Pria berusia 44 tahun ini percaya, jenis investasi yang ditawarkan sahabatnya ini masuk akal. Layaknya investasi jenis lain, ada untung ada juga risiko rugi. Uang Rp 200 juta pun ia percayakan untuk ditransaksikan di forex melalui jasa pialang PT Rex Capital Futures (RCF).
Direktur Operasional di PT Anugerah Singgah Sentosa ini mengatakan, ia mulai berinvestasi di forex pada Oktober 2013, semula berjalan lancar dan ia terus menambah saldonya hingga mencapai Rp 1,3 miliar.

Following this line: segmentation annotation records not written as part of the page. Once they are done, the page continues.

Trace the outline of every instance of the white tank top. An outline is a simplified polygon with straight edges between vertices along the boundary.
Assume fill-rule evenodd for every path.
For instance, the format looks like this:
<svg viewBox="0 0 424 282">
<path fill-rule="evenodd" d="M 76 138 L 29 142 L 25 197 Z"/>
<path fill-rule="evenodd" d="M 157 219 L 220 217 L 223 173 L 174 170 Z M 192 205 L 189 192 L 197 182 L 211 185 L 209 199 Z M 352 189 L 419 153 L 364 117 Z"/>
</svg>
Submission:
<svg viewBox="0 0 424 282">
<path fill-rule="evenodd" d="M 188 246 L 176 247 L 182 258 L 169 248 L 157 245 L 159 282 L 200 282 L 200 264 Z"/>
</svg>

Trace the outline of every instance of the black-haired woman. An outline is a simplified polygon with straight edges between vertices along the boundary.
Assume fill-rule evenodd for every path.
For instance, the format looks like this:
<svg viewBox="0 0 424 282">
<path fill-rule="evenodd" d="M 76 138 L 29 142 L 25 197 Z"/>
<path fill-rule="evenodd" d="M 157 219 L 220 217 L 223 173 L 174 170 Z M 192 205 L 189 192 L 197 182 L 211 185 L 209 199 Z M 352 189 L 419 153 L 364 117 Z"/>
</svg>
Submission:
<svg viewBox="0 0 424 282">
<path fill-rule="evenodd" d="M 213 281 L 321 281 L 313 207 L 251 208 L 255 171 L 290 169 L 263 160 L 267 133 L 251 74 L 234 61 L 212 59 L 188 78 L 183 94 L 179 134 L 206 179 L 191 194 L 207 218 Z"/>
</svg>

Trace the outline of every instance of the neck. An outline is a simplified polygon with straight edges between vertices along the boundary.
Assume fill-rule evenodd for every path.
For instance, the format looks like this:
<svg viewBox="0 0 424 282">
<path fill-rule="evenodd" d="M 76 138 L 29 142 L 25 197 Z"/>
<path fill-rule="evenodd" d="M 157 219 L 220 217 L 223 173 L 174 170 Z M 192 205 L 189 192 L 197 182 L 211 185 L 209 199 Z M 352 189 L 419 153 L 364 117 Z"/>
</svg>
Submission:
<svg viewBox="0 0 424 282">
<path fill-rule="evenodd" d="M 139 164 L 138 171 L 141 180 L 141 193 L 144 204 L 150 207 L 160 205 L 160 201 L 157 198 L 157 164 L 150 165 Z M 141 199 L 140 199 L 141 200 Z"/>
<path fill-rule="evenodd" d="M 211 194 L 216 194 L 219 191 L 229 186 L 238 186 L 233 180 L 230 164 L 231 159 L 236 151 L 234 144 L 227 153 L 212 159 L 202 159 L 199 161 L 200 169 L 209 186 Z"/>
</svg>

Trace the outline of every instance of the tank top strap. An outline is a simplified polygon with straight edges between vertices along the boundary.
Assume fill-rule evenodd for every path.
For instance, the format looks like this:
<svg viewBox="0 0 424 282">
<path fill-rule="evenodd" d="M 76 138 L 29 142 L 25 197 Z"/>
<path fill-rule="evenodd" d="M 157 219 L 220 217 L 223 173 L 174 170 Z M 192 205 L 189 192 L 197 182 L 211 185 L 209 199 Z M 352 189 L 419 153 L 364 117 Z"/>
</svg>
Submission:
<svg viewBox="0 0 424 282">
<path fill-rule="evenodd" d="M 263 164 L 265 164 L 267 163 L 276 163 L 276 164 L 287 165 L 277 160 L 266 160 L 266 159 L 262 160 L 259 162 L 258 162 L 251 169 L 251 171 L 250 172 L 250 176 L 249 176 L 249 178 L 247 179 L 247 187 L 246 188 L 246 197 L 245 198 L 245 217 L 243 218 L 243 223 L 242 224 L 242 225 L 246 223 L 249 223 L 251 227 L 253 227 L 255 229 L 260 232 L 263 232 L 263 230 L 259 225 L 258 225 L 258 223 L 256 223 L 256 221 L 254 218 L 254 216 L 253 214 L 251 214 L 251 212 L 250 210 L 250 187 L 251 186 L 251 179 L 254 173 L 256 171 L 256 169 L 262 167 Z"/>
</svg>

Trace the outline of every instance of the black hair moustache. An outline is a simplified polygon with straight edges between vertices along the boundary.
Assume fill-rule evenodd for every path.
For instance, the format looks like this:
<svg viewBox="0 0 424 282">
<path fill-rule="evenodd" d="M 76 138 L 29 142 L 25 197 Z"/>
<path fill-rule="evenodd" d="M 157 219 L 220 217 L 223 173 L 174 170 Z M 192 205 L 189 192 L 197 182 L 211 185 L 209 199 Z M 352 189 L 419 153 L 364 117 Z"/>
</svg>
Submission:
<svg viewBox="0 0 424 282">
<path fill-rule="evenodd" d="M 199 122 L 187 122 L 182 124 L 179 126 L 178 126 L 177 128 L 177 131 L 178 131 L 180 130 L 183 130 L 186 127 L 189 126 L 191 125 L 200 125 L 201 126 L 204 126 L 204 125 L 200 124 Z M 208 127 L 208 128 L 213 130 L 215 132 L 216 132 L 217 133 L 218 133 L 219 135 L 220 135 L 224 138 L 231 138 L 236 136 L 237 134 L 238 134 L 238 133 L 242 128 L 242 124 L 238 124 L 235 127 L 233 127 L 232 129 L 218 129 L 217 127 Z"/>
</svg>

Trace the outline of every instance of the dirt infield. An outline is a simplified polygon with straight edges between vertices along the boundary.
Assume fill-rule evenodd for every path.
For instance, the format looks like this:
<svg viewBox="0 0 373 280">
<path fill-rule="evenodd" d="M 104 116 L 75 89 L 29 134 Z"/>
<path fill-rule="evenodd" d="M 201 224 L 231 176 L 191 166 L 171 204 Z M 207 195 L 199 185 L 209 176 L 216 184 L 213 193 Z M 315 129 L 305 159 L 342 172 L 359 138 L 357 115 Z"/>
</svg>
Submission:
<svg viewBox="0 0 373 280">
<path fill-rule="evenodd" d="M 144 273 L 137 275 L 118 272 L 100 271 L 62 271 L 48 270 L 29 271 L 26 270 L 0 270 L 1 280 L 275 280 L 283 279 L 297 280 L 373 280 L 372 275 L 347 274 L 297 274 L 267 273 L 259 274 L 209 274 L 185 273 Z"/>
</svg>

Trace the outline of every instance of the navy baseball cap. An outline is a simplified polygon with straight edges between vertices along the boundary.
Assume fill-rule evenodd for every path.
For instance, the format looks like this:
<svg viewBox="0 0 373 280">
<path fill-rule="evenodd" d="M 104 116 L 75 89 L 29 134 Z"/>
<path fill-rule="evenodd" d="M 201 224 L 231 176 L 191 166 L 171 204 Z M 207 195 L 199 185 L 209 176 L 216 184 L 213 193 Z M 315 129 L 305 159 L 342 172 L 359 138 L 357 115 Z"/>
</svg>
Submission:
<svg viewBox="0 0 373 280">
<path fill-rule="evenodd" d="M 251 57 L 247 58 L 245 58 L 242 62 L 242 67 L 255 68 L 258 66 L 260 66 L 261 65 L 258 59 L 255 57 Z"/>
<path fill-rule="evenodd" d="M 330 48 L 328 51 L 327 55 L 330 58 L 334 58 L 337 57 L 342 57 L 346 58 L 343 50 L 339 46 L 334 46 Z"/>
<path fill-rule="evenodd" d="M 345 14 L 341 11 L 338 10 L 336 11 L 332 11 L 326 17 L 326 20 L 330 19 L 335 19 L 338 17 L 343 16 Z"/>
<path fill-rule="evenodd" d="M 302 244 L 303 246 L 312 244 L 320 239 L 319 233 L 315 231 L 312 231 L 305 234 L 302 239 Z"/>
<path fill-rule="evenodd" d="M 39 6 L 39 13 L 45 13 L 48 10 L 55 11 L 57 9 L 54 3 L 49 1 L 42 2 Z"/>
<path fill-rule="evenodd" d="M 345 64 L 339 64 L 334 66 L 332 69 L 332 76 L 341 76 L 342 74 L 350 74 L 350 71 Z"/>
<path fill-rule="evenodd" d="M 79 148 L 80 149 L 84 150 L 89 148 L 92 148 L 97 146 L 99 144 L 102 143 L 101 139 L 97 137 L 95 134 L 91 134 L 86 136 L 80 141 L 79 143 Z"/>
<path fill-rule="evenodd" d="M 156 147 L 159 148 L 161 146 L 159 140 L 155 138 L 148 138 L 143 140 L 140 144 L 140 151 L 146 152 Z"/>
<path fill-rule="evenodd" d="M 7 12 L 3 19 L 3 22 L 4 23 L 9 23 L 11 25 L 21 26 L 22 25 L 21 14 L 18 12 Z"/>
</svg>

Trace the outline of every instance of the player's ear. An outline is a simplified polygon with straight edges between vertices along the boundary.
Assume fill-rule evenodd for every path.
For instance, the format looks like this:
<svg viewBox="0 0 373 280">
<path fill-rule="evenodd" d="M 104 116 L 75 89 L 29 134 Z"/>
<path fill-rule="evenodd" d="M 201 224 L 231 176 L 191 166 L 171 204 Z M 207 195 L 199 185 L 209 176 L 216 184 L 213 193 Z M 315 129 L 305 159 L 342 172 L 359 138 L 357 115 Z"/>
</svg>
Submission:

Kejanggalan mulai muncul di bulan Desember 2013 hingga Januari 2014 saat Agung hendak mencairkan dananya. Uangnya tidak bisa ditarik. Sang pialang beralasan transaksi lagi sepi dan belum bisa ada pencairan dana.
Merasa aneh, Agung pun meminta seluruh dananya ditarik. Bukannya dapat uang, sang pialang menebar jurus iming-iming memberikan bunga tinggi jika Agung tetap menahan uangnya.
"Saya percaya saja. Tapi kok makin aneh, janggal. Akhirnya sampai sekarang uangnya nggak balik, orang-orang itu (Rex Capital) nggak bisa dihubungi lagi, uang saya dibawa kabur," jelas dia.
"Saya dikasih waktu 1 bulan untuk ganti uangnya kemudian saya nggak sanggup akhirnya diundur 3 bulan," katanya.
Tak ada cara lain, Agung pun memberanikan diri cari utang lewat perbankan. Tak hanya itu, Agung yang warga Sleman, Yogyakarta ini rela menjual tanah warisannya di sana seluas 680 meter persegi demi menutup uang yang hilang tersebut.
"Saya pinjam ke bank, Alhamdulillah bank masih percaya. Saya juga jual tanah warisan saya di Yogya, yang penting saya bisa ganti uang yang hilang," ungkap dia.